3 whole eggs, beaten
1 1/2 c. sugar
1 c. flaked coconut
1 stick butter, melted
1 Tbsp. white vinegar
1 tsp. vanilla extract
1 pinch salt
1 whole 9" uncooked pie shell

Mix filling ingredients well and pour into the pie shell. Bake at 350 F for 1 hour.

Strawberry Syrup

One major plus about living in the middle of nowhere is that you are surrounded by farms. Springtime + farms = yummy berries. So I have had my heart set on making freezer jam this year with all the abounding strawberries in season. And might I add that I have been putting off this venture for some time now because I was convinced it would would involve a week of standing over a giant pot of scalding hot fruit mixture that I would in the end have to throw out. This is not the case. I was able to make a batch start-to-finish (clean up included) in less than an hour. So don't fear freezer jam making, it is beyond easy. If you can stir, you can make it. Now back to the syrup. So I was truly clueless to how much 8 quarts of strawberries actually is. A LOT. After making the jam, strawberry daiquiris, strawberry frosting and the girls eating 2 quarts themselves I still had a good deal left. I remembered seeing a recipe for a syrup here and since they never disappoint I gave it a go. Wow, I think I could eat this on everything. The cinnamon gives it an incredible twist. A must try.

1 c. granulated sugar
1 Tb. corn starch
1/4 tsp. cinnamon
2 c. thinly sliced and then roughly chopped strawberries (fresh or frozen)

Combine sugar, cornstarch and cinnamon in saucepan; stir in strawberries. The strawberry juices will dissolve the sugar and make a wet mixture. Bring to a boil over medium heat.
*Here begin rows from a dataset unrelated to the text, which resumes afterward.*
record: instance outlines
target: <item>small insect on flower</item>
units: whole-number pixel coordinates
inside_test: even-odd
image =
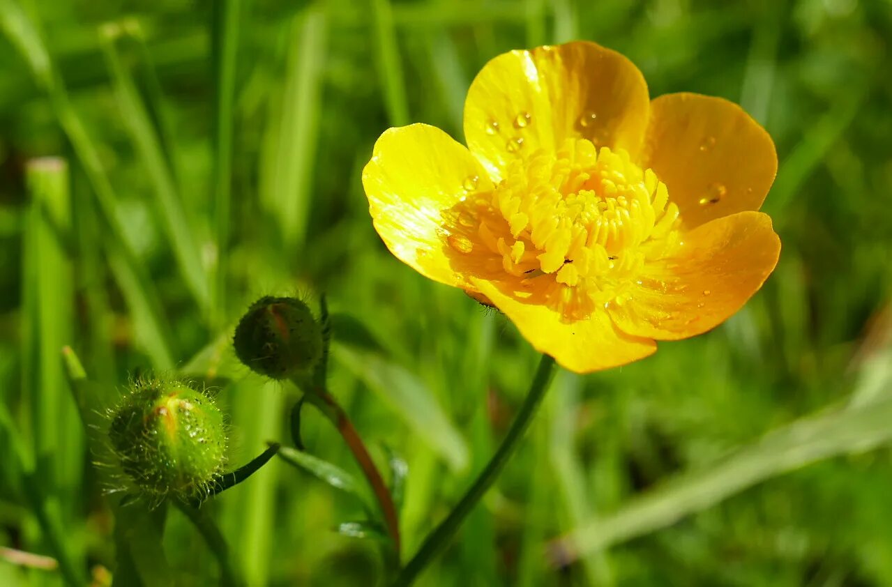
[[[777,171],[768,134],[721,98],[651,101],[618,53],[499,55],[471,84],[465,136],[424,124],[381,136],[362,174],[375,227],[571,370],[714,327],[777,264],[757,211]]]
Cook and stir for 2 minutes or until slightly thickened. Remove from heat and cool slightly. Makes approximately 2 c. of syrup.

Friday, April 29, 2011

Stuffed Pizza Rolls

This is the perfect spring meal for our family. The weather is warm and there are relatively few bugs so we have a tendency to want to play outside right up to half a second before dinner time which means there is no dinner made. Who wants to go in and spend forever making dinner while everyone else is outside playing? Not me, and so I don't. This comes together VERY quickly and only has to bake for about 15 minutes. It is an awesome combo of garlic bread and pizza which also is a plus for my self-proclaimed-vegetarian-carb-loving 17 month old. Yet another gem from the girls at Our Best Bites.
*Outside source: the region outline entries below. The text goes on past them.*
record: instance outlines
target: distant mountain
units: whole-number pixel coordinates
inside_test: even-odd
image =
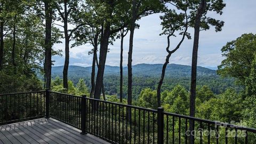
[[[132,67],[133,76],[157,76],[162,74],[162,64],[139,64]],[[83,67],[76,66],[70,66],[68,68],[69,76],[72,77],[88,77],[91,75],[92,67]],[[96,69],[97,70],[97,69]],[[63,66],[53,67],[52,69],[52,76],[62,76]],[[124,75],[127,74],[127,68],[123,68]],[[171,77],[189,76],[191,75],[191,66],[170,64],[168,65],[165,75]],[[117,75],[119,74],[119,68],[115,66],[106,66],[104,75]],[[215,75],[216,71],[202,67],[197,67],[197,75]]]
[[[218,69],[218,67],[205,67],[205,68],[211,69],[212,70],[217,70]]]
1 roll refrigerated pizza dough (or make your own)
marinara sauce
2 Tbsp. grated Parmesan cheese
1 Tbsp. olive oil or melted butter
1/2 tsp. garlic powder
1 tsp. dried Italian seasoning
mozzarella cheese
pizza toppings of your choice ( i.e., ham, pineapple, mini pepperoni, sausage)

Preheat oven to heat specified on pizza dough package (usually 400). Unroll your pizza dough onto a lightly floured surface. Pat or roll the dough so it's about 12" by 8". You're going to want to cut it into 24 squares using a pizza cutter. Place cheese and desired toppings on each square. (The marinara sauce does not go inside, it is just used for dipping.) When all of your dough squares have cheese and toppings on them, carefully lift up each square and wrap the dough around the toppings. Pinch to make sure each ball is sealed shut and then place seam side down in a lightly sprayed pie pan. Brush the tops of the dough balls with olive oil or melted butter then sprinkle with the garlic powder, Italian seasoning and Parmesan cheese. Bake for 15 -20 minutes or until golden brown on top. Keep an eye on them, check after about 10 minutes. Serve warm with warmed marinara sauce for dipping.